The paper, focusing on the federal anti-kickback statute and the physician self-referral law (known as the “Stark law”), was released today by the Healthcare Leadership Council, a coalition of chief executives from all sectors of healthcare. It was authored by Jane Hyatt Thorpe, JD and Elizabeth Gray, JD, MHA of The George Washington University’s Milken Institute School of Public Health Department of Health Policy and Management.
The paper notes, “New delivery and payment models represent a shift to fee-for-value, designed to reward improved outcomes and efficiency and encourage cross-provider coordinated care across the care continuum. However, implementing these models within the confines of the current federal fraud and abuse framework is challenging.” It adds, “the fear of potential liability due to the complexity of the legal framework potentially stifles innovation and impedes progress toward a value-based system.”
Progress toward more patient-centered care, the paper observes, has been made in this arena including, for example, Congress’s passage of the Medicare Access and CHIP Reauthorization Act (MACRA), which calls for the Secretary of Health and Human Services to consider possible modifications to legal frameworks to better align with integrated care delivery and payment models, but there are additional legislative and regulatory steps that could be taken to speed progress.
These recommendations include:
- Extending waivers to the federal anti-kickback statute and the Stark law to all accountable care organizations and to entities implementing other alternative payment models that meet certain value-based requirements.
- Extending exceptions to these laws to include donations and financial support for a broad range of health information technology and training, including cybersecurity programs.

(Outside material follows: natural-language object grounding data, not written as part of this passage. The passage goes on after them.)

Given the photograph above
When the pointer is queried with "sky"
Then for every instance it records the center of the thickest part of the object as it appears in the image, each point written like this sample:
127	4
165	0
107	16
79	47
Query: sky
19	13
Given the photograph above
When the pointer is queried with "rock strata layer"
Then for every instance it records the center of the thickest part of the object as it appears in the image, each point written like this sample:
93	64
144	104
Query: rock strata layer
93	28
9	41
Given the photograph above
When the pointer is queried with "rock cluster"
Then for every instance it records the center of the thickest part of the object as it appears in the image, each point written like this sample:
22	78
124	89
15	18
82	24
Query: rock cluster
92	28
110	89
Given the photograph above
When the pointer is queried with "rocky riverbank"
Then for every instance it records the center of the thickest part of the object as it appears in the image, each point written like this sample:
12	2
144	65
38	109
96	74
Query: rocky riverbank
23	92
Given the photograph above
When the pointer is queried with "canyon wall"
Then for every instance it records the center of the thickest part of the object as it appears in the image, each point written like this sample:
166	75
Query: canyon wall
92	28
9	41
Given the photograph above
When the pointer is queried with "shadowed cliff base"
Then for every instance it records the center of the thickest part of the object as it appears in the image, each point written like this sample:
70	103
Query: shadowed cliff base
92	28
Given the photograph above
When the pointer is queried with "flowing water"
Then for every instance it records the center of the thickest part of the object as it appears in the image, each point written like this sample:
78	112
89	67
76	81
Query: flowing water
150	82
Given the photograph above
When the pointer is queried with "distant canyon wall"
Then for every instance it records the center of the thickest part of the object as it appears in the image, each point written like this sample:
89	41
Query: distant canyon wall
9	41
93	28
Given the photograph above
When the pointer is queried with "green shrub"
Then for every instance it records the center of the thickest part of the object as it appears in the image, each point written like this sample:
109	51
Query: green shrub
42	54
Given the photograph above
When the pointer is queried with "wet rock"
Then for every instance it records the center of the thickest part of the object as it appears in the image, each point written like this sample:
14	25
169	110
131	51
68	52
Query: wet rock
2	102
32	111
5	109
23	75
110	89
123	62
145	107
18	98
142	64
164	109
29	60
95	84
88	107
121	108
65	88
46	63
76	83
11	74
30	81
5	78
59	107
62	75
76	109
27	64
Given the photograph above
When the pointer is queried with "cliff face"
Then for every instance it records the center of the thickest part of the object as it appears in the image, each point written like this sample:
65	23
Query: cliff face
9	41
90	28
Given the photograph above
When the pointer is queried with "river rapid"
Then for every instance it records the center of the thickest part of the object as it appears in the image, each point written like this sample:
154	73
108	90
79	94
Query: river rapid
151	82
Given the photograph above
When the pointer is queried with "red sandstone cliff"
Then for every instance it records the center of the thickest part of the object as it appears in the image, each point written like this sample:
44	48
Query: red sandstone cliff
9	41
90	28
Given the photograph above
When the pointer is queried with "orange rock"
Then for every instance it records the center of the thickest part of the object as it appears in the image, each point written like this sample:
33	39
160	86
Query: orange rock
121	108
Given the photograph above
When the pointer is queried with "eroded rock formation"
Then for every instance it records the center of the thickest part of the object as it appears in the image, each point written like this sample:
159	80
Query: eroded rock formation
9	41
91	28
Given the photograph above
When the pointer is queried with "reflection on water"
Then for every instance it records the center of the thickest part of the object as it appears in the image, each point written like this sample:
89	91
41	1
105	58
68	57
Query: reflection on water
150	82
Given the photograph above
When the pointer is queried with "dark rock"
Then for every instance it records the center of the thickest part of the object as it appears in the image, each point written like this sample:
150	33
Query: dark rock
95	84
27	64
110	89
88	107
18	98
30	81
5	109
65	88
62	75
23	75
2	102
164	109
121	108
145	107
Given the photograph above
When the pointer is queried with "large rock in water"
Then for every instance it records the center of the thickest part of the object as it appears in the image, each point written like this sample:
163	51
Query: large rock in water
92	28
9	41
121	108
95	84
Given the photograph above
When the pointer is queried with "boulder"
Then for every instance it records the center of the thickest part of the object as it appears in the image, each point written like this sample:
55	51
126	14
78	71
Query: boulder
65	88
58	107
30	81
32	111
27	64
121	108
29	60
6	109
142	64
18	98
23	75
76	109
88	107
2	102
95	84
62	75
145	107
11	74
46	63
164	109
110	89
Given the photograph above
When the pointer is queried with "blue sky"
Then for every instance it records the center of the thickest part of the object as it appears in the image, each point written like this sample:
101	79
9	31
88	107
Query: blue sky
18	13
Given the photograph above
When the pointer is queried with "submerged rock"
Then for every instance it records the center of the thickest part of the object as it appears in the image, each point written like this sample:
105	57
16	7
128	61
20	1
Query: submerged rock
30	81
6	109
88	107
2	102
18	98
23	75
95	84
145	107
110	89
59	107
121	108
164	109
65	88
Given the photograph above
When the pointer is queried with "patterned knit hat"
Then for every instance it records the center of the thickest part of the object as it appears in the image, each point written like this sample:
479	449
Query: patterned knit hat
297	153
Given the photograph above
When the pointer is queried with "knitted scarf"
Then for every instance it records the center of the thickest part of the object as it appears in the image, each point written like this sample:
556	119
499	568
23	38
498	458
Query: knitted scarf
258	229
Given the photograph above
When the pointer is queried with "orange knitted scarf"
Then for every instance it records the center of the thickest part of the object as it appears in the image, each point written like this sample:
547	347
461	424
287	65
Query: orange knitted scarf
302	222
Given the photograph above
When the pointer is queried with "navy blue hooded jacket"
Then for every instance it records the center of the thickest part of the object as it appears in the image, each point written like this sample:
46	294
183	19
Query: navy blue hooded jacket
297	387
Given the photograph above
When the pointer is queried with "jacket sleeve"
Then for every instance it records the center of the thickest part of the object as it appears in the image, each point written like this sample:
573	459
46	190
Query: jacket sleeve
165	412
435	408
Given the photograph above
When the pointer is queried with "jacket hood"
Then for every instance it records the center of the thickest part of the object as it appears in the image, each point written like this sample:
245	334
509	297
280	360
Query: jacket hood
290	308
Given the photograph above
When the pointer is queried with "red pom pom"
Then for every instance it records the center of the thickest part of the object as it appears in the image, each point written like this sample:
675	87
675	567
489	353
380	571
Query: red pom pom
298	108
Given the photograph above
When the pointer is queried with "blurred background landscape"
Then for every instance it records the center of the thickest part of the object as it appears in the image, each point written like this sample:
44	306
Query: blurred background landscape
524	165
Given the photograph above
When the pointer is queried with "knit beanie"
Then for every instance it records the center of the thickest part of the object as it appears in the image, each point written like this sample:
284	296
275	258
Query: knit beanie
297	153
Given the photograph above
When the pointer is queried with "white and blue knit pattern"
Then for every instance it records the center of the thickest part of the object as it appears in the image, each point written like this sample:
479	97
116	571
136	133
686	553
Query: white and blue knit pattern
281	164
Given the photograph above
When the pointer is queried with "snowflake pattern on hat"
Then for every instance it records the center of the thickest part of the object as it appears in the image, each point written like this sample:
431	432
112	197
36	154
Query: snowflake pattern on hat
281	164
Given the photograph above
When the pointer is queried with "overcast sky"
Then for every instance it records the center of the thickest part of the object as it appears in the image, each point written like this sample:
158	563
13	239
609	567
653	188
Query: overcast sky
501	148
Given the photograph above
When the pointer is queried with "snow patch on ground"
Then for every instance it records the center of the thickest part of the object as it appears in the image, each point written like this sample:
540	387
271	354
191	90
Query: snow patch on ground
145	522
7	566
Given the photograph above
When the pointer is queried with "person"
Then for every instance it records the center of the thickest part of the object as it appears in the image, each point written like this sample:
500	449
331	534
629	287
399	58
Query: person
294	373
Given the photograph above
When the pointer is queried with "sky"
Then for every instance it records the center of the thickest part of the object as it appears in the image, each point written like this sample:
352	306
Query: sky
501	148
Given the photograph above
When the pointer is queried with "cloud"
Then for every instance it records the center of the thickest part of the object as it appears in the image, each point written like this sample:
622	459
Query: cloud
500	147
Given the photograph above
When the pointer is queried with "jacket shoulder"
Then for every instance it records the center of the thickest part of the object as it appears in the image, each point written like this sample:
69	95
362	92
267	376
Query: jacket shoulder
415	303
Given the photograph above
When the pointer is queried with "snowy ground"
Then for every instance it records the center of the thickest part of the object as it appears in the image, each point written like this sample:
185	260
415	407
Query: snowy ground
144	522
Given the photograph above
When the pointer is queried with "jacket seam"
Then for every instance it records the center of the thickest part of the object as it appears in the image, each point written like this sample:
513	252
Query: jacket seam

- Congressional action to expand the HHS Secretary’s MACRA-mandated report to specifically address whether these fraud and abuse laws create unnecessary barriers to integrated care delivery and payment, and whether they should be modified to effectively limit fraud and abuse without blocking activities aimed at providing better care at lower costs.
- Legislation to grant the Office of Inspector General and the Centers for Medicare & Medicaid Services increased discretion to develop exceptions to these laws that are consistent with cost-and-quality policy objectives.
The paper makes it clear that, despite recent improvements, the current legal framework is still incompatible with the potential to achieve significant improvements that patients desire through value-based care.
“The failure to modernize the fraud and abuse framework threatens to impede meaningful progress. Unwilling to risk penalty under the Anti-Kickback Statute or the Physician Self-Referral (Stark) Law, stakeholders may be discouraged from entering into arrangements that could help achieve better outcomes for patients and support public policy goals regarding health system transformation,” the authors wrote.